Peel Hunt cuts earnings forecasts for IHG as 'tough winter' nears
Updated : 15:03
Peel Hunt has cut both earnings forecasts and its rating on InterContinental Hotels Group, as the Covid-19 pandemic continues to undermine the international hospitality sector.
The broker, which downgraded its recommendation to ‘hold’ from ‘buy’, now believes full-year revenue per available room (RevPar) will be down 52% in 2020, compared to its previous forecast for a 46% fall.
RevPar in 2021 is likely to be down 33%, Peel Hunt added, compared to an earlier forecast for a 27% decline.
As a result, Peel Hunt now believes earnings per share in 2020 and in 2021 are likely to be down 54% and 21%, respectively.
“We believe that these changes put our forecasts at the bottom of the consensus range,” the analysts noted.
IHG, which is due to post third-quarter numbers on Friday, last updated the market on trading in August. “At that time, we expected a slow and steady recovery with a boost from a vaccine in 2021. Since August, market data for US hotel shows slowing growth, possibly stagnation; it is hard to tell.

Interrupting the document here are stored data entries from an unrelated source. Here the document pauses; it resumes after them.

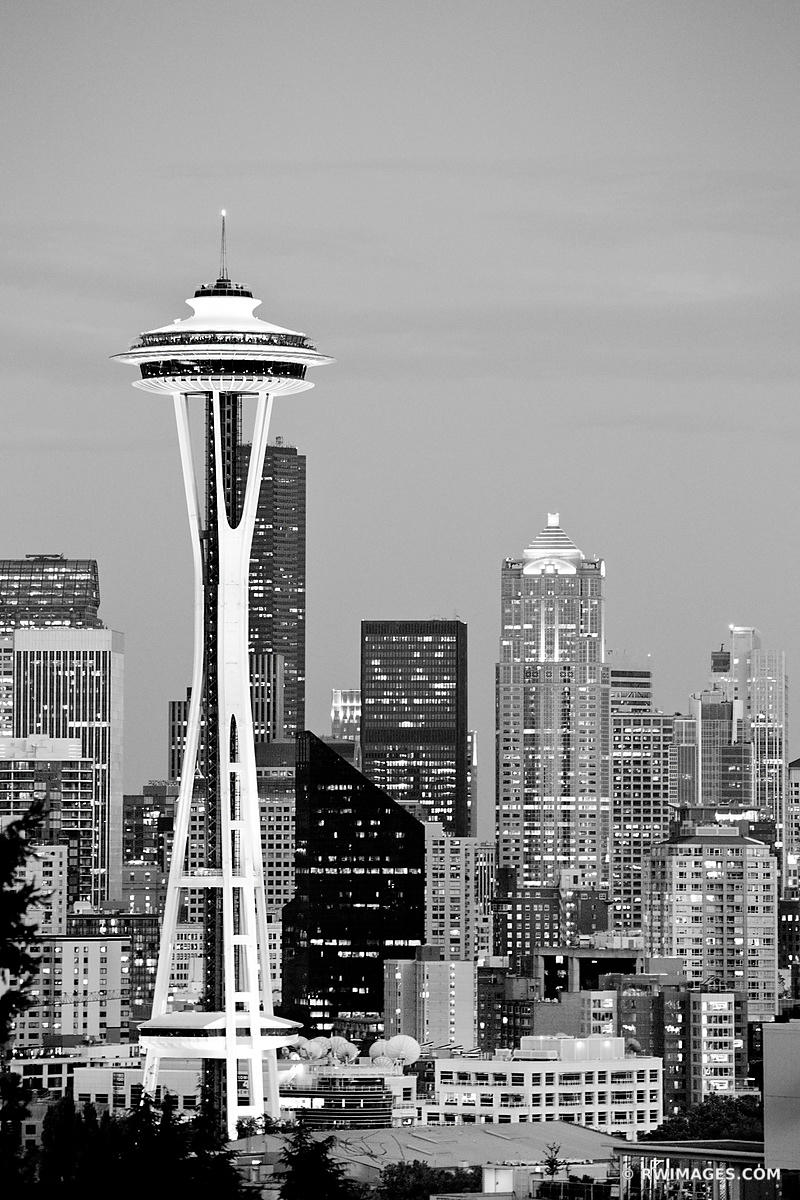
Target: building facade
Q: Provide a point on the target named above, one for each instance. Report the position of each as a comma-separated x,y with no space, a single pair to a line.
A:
459,883
642,749
587,1081
346,714
757,678
68,685
359,894
54,773
711,901
414,736
47,591
431,999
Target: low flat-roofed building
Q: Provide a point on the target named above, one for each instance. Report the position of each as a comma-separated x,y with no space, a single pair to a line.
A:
588,1081
734,1170
366,1153
782,1095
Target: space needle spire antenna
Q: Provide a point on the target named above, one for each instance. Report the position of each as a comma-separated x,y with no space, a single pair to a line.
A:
223,249
220,360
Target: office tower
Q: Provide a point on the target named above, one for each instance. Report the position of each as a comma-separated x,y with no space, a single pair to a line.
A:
701,1035
277,575
414,717
642,742
142,934
504,1006
459,883
83,993
553,785
726,760
359,894
68,685
54,772
346,714
588,1081
793,808
758,679
48,589
220,361
42,591
431,997
529,917
711,900
524,918
148,817
266,700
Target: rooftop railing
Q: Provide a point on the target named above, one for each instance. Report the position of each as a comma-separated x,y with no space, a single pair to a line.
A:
218,339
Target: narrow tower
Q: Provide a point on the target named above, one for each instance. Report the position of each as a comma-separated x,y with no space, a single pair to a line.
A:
215,363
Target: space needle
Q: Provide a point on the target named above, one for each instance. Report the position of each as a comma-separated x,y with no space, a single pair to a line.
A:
222,363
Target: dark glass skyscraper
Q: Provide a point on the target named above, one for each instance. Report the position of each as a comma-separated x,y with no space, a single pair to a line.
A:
359,899
414,736
277,574
48,589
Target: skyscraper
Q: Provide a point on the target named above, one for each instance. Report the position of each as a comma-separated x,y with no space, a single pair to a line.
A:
553,786
55,773
68,684
277,574
711,900
459,882
414,736
48,589
216,360
642,753
42,591
346,714
360,894
758,679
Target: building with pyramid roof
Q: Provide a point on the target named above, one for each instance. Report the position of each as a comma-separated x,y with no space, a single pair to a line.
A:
553,718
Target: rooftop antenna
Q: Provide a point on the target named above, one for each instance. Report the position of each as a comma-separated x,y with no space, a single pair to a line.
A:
223,250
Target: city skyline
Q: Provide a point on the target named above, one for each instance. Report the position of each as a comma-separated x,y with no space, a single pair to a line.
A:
474,671
630,259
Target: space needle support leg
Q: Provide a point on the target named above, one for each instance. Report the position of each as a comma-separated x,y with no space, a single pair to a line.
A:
245,949
184,803
259,966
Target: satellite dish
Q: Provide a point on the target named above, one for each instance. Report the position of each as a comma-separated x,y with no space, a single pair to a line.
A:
343,1049
403,1048
318,1048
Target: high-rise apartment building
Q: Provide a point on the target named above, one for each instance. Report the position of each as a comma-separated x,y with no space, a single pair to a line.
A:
346,714
432,999
67,684
277,573
48,589
414,736
553,721
711,900
54,772
459,883
642,742
757,678
359,899
42,591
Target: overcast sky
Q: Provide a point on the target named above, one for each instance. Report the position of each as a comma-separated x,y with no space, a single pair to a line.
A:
553,247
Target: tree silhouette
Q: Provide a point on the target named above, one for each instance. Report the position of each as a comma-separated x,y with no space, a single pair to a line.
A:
552,1161
18,961
417,1181
312,1174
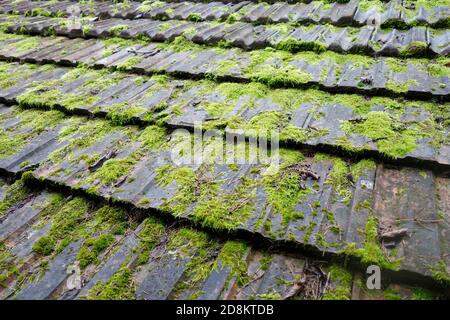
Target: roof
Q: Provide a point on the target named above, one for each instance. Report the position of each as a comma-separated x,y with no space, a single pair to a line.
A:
94,204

“In the Europe part of EMEAA, the recovery has clearly into reverse. Elsewhere in EMEAA trading is more mixed. Only China – a small minority of revenue – is following the script with continued growth.
“The travel industry generally is set for a tough winter. IHG has a hotel portfolio which mainly targets domestic travellers and has limited exposure to larger groups and conferences. But this is not enough to insulate the bottom line from weakness in demand.”
As at 1415 BST, shares in IHG were down 1% at 4,119.0p. Peel Hunt also reduced its target price for the stock to 4,300p from 5,000p.
IHG owns the InterContinental, Holiday Inn and Crowne Plaza brands, among others.